As you can see all trails are very wiggly, and if you imagine that they approximately go 1 mm per second leaving this trail must have taken hours, so that made me wonder, why in earth do they not just go straight to where they want to go?


So I started Googling first for 'snail trail', unfortunately this therm apparently also has a very different meaning, you'll see when you Google it, but it keeps surprising me how almost each word or phrase also has a sexual meaning, so when you search for very innocent words you can get some horrible pictures at Google Image. This is also the reason why I titled this post The trail of the Snail instead of Snail trail.
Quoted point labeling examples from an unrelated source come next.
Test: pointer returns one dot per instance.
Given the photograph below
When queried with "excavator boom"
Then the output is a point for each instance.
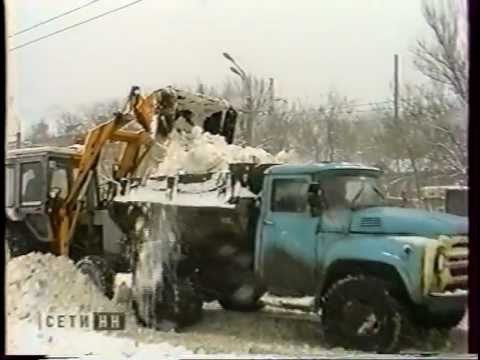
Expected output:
(138, 143)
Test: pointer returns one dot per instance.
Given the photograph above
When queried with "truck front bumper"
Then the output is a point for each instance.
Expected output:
(447, 301)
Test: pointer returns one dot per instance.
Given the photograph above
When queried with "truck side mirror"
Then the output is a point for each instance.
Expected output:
(315, 198)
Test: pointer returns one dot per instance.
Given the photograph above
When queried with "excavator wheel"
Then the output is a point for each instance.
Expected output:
(163, 300)
(99, 272)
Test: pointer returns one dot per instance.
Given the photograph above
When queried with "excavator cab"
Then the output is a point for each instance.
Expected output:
(36, 178)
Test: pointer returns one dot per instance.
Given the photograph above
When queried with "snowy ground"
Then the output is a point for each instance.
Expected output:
(43, 283)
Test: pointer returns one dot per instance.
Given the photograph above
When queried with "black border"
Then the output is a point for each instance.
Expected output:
(474, 180)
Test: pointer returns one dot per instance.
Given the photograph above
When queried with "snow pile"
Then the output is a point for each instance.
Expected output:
(201, 152)
(48, 284)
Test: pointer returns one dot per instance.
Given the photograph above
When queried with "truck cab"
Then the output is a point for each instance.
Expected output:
(324, 231)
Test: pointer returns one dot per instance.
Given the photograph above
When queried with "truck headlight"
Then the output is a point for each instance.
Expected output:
(440, 263)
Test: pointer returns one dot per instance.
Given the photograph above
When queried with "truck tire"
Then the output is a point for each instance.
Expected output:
(18, 243)
(99, 272)
(177, 304)
(359, 313)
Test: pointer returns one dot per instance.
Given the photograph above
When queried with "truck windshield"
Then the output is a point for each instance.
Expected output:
(351, 191)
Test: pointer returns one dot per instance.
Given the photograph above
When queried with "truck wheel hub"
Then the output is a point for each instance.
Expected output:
(360, 318)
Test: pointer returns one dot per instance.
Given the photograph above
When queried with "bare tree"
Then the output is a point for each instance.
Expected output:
(444, 58)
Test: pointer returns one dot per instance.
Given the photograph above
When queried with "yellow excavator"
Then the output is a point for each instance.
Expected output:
(56, 199)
After several possibilities I gave up on my question of 'why do snails go in circles?' but did find some very fun facts about them. Funny enough beside the Giant African Snail the largest snails are in Turkey and Georgia both in the Black Sea region.
And some very interesting facts about the slime itself, source is Wikipedia (of course):
Land snails move by gliding along on their muscular foot, which is lubricated with mucus and covered with epithelial cilia.This motion is powered by succeeding waves of muscular contractions that move down the ventral of the foot. This muscular action is clearly visible when a snail is crawling on the glass of a window. Snails secrete mucus externally to keep their soft bodies from drying out. They also secrete mucus from the foot to aid in locomotion by reducing friction, and to help reduce the risk of mechanical injury from sharp objects, meaning they can crawl over a sharp edge like a straight razor and not be injured.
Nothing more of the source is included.